Vomiting

Pre-referral guidelines for primary care providers

Acute vomiting illnesses are common in childhood, although will not be covered in this guideline. If there is significant concern regarding a child's ability to maintain hydration, or the underlying cause of the vomiting is unclear (remember that vomiting without diarrhoea does not equate to a diagnosis of gastroenteritis), please refer to a local Emergency Department.

Chronic vomiting is less common in childhood outside the infant age group and will be covered here. Please refer to the gastroesophageal reflux disease pre-referral guideline for further information on vomiting infants.

Diagnosis

Chronic vomiting can have multiple different causes, with the age of the child and and careful history and examination being critical in determining the cause.

Differentials (not exhaustive)

Gastrointestinal disease - celiac disease (see celiac disease), chronic gastritis and oesophagitis can present with vomiting in varying ages throughout childhood, as can (less commonly) inflammatory bowel disease, Helicobacter pylori and achalasia. Tumours of the gastrointestinal tract in children are extremely rare.

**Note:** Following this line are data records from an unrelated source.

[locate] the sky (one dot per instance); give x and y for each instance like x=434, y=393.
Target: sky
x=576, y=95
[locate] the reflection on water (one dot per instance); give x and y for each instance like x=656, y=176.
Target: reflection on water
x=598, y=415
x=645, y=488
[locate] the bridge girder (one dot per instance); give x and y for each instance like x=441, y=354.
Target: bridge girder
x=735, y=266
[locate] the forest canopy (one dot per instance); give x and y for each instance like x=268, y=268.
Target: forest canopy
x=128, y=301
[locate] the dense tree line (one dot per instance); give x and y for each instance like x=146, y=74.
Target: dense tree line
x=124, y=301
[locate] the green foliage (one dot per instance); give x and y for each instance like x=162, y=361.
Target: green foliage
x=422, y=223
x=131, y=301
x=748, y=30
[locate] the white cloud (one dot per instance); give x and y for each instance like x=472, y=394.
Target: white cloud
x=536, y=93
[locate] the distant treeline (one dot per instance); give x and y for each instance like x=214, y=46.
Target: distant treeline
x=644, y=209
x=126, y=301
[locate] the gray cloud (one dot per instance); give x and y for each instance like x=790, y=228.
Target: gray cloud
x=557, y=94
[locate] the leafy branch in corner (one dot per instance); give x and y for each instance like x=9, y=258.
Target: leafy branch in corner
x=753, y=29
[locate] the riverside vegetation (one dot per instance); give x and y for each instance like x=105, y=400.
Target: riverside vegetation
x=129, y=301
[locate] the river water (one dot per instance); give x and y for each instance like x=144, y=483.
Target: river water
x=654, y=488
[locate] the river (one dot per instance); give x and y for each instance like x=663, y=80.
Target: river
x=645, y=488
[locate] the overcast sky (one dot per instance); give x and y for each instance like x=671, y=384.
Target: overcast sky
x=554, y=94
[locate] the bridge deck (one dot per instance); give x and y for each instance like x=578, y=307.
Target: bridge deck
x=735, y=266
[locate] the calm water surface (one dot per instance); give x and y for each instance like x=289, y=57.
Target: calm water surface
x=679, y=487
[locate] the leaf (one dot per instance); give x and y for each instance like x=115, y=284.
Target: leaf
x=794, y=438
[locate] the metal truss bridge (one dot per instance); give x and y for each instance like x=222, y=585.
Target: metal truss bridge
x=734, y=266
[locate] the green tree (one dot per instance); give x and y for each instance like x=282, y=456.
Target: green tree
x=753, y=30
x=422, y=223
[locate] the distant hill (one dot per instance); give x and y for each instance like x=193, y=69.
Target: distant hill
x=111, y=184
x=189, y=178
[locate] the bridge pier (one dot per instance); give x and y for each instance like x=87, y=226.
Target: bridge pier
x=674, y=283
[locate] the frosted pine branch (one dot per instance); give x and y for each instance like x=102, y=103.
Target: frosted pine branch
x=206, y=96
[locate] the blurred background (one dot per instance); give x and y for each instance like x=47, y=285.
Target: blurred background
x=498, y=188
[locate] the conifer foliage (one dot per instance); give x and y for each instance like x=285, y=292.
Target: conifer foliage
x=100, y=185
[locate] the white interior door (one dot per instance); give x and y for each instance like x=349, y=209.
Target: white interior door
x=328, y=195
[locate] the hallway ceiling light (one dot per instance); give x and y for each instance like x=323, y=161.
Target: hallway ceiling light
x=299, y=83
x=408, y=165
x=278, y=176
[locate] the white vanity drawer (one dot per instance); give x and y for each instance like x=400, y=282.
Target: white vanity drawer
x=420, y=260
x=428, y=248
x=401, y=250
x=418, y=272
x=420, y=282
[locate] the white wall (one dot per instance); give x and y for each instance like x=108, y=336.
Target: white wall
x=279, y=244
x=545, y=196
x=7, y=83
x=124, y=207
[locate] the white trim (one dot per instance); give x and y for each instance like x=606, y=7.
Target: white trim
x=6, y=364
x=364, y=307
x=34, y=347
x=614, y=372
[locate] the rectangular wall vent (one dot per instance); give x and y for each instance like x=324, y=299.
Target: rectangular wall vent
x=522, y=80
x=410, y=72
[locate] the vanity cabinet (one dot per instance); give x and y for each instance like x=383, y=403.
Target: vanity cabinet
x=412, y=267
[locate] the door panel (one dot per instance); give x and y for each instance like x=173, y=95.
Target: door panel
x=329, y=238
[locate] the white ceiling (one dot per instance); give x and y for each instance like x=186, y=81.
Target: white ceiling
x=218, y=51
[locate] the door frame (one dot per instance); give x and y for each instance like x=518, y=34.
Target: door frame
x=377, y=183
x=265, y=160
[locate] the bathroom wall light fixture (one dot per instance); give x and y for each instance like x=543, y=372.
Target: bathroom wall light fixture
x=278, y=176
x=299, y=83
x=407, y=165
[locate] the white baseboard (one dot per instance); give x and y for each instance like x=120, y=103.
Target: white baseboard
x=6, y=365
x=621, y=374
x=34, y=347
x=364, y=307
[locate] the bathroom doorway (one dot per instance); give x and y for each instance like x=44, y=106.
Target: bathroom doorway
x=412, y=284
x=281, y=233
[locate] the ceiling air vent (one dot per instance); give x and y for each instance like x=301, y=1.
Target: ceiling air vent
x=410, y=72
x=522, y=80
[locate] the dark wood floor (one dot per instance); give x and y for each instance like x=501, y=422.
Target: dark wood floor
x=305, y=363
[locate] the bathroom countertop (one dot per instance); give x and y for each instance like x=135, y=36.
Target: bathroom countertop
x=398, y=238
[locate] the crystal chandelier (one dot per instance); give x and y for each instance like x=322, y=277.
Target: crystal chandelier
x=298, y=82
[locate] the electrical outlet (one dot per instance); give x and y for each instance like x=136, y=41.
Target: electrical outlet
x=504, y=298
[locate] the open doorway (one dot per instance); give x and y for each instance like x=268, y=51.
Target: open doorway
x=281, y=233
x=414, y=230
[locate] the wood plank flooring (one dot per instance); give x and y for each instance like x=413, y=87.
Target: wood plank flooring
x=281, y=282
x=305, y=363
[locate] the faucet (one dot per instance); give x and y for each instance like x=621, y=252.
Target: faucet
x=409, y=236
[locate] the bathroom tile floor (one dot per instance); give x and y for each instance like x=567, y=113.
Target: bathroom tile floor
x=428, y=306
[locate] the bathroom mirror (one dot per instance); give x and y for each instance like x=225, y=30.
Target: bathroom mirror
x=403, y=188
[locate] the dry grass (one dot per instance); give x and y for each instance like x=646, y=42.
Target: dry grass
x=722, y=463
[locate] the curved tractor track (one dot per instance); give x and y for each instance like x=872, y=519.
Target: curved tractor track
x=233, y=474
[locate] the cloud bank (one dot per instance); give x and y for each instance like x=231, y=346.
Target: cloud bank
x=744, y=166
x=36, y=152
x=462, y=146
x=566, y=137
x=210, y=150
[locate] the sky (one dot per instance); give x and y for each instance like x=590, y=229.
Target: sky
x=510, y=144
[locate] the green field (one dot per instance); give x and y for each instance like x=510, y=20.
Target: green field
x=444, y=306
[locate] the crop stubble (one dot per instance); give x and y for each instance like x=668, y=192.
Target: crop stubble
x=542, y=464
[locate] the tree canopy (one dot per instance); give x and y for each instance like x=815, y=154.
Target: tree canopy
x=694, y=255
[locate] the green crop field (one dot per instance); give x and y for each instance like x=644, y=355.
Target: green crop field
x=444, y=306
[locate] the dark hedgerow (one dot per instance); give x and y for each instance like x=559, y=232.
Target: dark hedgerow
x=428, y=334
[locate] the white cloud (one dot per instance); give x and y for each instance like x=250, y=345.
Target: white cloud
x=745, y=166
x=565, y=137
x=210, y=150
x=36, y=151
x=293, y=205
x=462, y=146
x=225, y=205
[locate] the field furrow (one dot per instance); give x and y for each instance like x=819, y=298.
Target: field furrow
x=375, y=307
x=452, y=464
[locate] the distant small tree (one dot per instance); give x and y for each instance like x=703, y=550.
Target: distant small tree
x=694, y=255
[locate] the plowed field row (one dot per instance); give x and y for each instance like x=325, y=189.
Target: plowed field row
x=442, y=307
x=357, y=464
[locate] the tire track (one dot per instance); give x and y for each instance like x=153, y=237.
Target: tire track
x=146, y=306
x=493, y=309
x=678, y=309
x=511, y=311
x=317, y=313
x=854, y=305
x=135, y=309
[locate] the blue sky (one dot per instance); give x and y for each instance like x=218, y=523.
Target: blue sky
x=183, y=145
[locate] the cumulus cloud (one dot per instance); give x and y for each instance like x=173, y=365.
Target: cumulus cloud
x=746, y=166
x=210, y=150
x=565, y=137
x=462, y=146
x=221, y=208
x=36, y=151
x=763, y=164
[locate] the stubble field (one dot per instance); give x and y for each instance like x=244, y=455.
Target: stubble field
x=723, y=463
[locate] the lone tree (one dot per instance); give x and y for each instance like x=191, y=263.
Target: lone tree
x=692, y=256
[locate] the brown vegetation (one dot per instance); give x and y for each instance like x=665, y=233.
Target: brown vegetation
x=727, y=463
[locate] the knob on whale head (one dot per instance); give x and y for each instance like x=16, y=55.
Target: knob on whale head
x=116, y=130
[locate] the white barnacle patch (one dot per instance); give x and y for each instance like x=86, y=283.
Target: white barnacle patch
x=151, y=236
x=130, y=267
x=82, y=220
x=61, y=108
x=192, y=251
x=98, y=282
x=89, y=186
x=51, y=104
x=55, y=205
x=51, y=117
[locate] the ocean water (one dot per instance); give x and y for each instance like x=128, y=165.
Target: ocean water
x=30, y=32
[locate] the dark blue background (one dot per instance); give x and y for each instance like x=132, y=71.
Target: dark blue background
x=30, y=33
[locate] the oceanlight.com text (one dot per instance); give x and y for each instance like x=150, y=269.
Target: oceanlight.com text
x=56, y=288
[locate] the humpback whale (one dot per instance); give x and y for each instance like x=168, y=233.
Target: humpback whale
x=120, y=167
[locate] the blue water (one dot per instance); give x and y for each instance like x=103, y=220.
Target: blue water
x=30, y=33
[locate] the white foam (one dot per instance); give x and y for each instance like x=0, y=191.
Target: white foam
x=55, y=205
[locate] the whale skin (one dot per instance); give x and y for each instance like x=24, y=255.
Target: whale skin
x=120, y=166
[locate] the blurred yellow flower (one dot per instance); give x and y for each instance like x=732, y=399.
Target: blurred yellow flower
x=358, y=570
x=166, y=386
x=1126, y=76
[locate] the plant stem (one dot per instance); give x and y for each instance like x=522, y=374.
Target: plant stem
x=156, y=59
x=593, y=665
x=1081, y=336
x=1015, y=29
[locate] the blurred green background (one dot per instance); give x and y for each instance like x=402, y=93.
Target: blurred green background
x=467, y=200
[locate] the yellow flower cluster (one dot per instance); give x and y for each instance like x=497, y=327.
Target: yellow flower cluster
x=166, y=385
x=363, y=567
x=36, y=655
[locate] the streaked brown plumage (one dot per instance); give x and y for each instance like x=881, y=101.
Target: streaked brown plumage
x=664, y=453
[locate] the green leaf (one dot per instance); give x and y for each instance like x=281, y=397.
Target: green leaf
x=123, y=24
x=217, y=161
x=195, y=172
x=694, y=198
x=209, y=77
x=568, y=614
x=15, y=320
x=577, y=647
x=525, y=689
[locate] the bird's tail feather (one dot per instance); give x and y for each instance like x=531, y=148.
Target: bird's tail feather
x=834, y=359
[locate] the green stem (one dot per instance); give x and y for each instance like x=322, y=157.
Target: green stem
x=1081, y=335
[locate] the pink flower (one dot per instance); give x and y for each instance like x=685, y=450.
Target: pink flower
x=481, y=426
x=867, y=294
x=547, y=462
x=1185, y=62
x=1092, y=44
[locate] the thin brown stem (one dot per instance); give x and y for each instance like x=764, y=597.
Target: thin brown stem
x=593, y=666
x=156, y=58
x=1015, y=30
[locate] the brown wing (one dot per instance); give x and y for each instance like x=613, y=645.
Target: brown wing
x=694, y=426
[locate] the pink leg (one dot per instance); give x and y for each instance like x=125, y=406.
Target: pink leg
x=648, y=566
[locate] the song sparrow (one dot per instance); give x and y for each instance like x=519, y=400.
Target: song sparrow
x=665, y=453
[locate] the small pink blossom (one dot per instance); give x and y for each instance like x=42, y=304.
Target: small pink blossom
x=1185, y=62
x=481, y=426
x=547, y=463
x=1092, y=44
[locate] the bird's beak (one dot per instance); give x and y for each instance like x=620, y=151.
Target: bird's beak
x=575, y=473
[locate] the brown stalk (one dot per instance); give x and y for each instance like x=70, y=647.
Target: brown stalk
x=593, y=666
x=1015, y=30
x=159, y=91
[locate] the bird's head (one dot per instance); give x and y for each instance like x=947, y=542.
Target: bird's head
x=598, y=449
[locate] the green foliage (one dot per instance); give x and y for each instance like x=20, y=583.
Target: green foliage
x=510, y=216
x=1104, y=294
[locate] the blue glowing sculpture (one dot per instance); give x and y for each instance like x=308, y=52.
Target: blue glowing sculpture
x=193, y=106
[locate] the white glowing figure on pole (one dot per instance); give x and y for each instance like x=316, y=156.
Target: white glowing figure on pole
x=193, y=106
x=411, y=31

Cyclical vomiting and/or abdominal migraine are not uncommon and can be seen at any age, although have a peak onset from 5-9 years age. These are characterised by episodic, often severe episodes of vomiting and/or abdominal pain with no symptoms between episodes, often related to distinguishable triggers with a family history of abdominal or classical migraine. They remain a diagnosis of exclusion.

Neurological diseases causing chronic vomiting are usually accompanied by other signs and symptoms. Space occupying lesions typically present with morning (characteristically waking the child) vomiting and headache.

Endocrine causes of vomiting in childhood are rare, other than type 1 diabetes, which can present with vomiting and abdominal pain.

Self induced vomiting - anorexia and bulimia nervosa are more common in adolescence (see eating disorders), often presenting with other food related eating disordered behaviours, distorted body image, weight loss and/or other mental health difficulties. Medication use/abuse can also lead to vomiting.

Toddler vomiting - vomiting is commonly a behavioural reaction in toddler aged children, often seen in children with feeding difficulties. History will often distinguish this presentation.

Infant vomiting - vomiting from a very young age is commonly seen in GORD (see gastro-esophageal reflux disease). Less chronic vomiting, although still commonly seen over several weeks, can be seen with pyloric stenosis, characterised by progressive non-bilious projectile vomiting, post-vomiting hunger, loss of weight and hypochloraemic hypokalaemic alkalosis, usually in those less than 5 months. Recurrent UTI (see urinary tract infection) should also be considered.

Practice points

  • Chronic vomiting can have multiple different causes, with the age of the child and and careful history and examination being critical in determining the cause.
  • Investigations and management of chronic vomiting should be directed by clinical presentation, rather than simply 'screening for everything'.
  • Be aware of 'red flags' that warrant more careful evaluation and timely referral.

Management

Investigations and management of chronic vomiting should be directed by clinical presentation, rather than simply 'screening for everything'.

Reg flags that warrant more careful evaluation and timely referral of chronic vomiting include:

  • persistent morning vomiting and headache or the presence of neurological signs
  • significant associated loss of weight or dehydration
  • a progressive picture of vomiting
  • significant co-morbid mental health disturbance.

Referral pathways

  • Paediatrician
    • Referral to outpatient services is not appropriate for acute vomiting illnesses.
    • Emergency department referral or early discussion with paediatric services should be undertaken in children with red flags (see above) or when acutely unwell.
    • Referral to paediatric outpatient services can be considered in the management of chronic vomiting when the cause in uncertain or further management requires specialist input.
  • Feeding clinic
    • Referral to the BHS Feeding clinic is appropriate for younger children with behavioural food-related difficulties, including those with poor growth.
  • Gastroenterologist
    • Referral for sub specialist opinion can be considered after consultation with paediatric services.